Las declaraciones del expresidente Mauricio Macri, formuladas días después del balotaje, fueron desatinadas.
El clima de violencia política se ha agudizado en los últimos años en la Argentina. El hecho que expone con mayor crudeza esta situación preocupante es el intento de asesinato contra Cristina Kirchner, ocurrido en septiembre del año pasado. Durante la campaña electoral se percibió un incremento de la violencia simbólica, con pintadas amenazantes y mensajes mafiosos que tienen como propósito intimidar públicamente.
La irrupción de Javier Milei en los primeros planos de la política nacional parece favorecer esa tendencia peligrosa. En reiteradas oportunidades ha ubicado como enemigos políticos de su proyecto, sin eufemismos, a los “zurdos”, una caracterización que estigmatiza y que lamentablemente remite a las persecuciones políticas que fueron un plan sistemático de la última dictadura militar.
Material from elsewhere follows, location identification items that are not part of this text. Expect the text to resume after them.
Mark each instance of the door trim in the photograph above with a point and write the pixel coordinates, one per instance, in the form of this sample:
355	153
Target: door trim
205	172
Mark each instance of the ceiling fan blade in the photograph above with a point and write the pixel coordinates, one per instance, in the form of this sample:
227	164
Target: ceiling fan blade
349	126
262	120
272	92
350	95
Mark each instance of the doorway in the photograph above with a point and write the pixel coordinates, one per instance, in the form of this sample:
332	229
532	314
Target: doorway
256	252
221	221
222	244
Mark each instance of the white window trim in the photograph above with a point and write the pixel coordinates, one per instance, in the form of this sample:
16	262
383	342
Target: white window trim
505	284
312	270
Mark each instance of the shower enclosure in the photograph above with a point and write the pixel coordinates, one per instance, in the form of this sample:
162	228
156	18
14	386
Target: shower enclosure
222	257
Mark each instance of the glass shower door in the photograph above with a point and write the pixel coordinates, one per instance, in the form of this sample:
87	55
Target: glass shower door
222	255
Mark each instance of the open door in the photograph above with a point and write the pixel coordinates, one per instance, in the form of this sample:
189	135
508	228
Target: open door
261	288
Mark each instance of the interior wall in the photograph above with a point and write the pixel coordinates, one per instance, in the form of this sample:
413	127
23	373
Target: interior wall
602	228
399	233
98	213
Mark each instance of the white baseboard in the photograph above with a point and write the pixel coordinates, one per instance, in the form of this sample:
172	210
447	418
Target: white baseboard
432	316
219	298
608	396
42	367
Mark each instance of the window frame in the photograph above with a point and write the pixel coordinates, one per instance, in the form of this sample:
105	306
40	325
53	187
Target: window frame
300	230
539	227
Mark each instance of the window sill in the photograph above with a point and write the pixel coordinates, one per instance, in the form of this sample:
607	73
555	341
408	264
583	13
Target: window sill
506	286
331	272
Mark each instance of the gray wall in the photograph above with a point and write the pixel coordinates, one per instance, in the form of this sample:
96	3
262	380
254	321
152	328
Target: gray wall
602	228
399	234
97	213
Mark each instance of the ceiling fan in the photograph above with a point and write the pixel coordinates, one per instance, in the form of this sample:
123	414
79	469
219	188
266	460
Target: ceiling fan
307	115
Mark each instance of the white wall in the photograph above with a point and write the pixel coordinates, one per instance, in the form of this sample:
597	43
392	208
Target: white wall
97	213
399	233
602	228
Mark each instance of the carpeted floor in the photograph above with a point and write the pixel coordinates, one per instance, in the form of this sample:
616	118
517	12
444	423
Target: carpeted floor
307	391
Los discursos de odio son potenciados por el uso irresponsable de las redes sociales. Pero a veces exceden a esas plataformas y aparecen en espacios públicos, como pintadas callejeras o alusiones directas al retorno de los “Falcon verde”, el automóvil que solía usarse durante la dictadura para secuestrar y “desaparecer” personas, muchos de ellos militantes de organizaciones de izquierda.
No es un clima propicio para la inauguración de un nuevo período político como el que arranca en pocos días en la Argentina. La difícil situación económica requiere de diálogo y consenso, más que de enfrentamientos políticos.
El duro ajuste anunciado por el mandatario electo, que afectaría particularmente a los sectores asalariados, a los comerciantes y a los pequeños y medianos empresarios cuya actividad está ligada al mercado interno, preanuncia un incremento de la protesta social. Todos los analistas económicos, no importa la escuela de pensamiento a la que pertenezcan, pronostican una caída brusca de los ingresos y el inicio de una profunda recesión.
El nuevo gobierno goza de la legitimidad electoral concedida por la mayoría de los ciudadanos y por esa razón tiene la atribución de elegir el plan de gobierno prometido durante la campaña electoral. Los ciudadanos, sin embargo, también tienen derecho a ejercer la protesta social, que es un derecho garantizado constitucionalmente, si las medidas adoptadas afectan sus derechos o intereses. Pero esas protestas no deben ser violentas, como tampoco debe ser violento el accionar de las fuerzas de seguridad, que tienen la misión de prevenir disturbios y la prohibición de generarlas ellas mismas.
En este marco, las declaraciones del expresidente Mauricio Macri, formuladas días después del balotaje, fueron desatinadas. Señaló: "Los jóvenes no se van a quedar en casa si estos señores empiezan a tirar toneladas de piedras, van a ir a defender su oportunidad. Entonces ellos, los orcos como los llamo, van a tener que medir muy bien cuando quieran salir a la calle a hacer desmanes". Instar a los jóvenes que votaron a Milei a que salgan a enfrentar a la gente que proteste por las medidas de ajuste alimenta el clima de violencia y abre severos interrogantes sobre la vocación de la dirigencia política en el mantenimiento de la paz social.
Es de esperar que en este delicado contexto político prime la cordura y la sensatez, antes que la tentación de recurrir a la violencia en cualquiera de sus formas.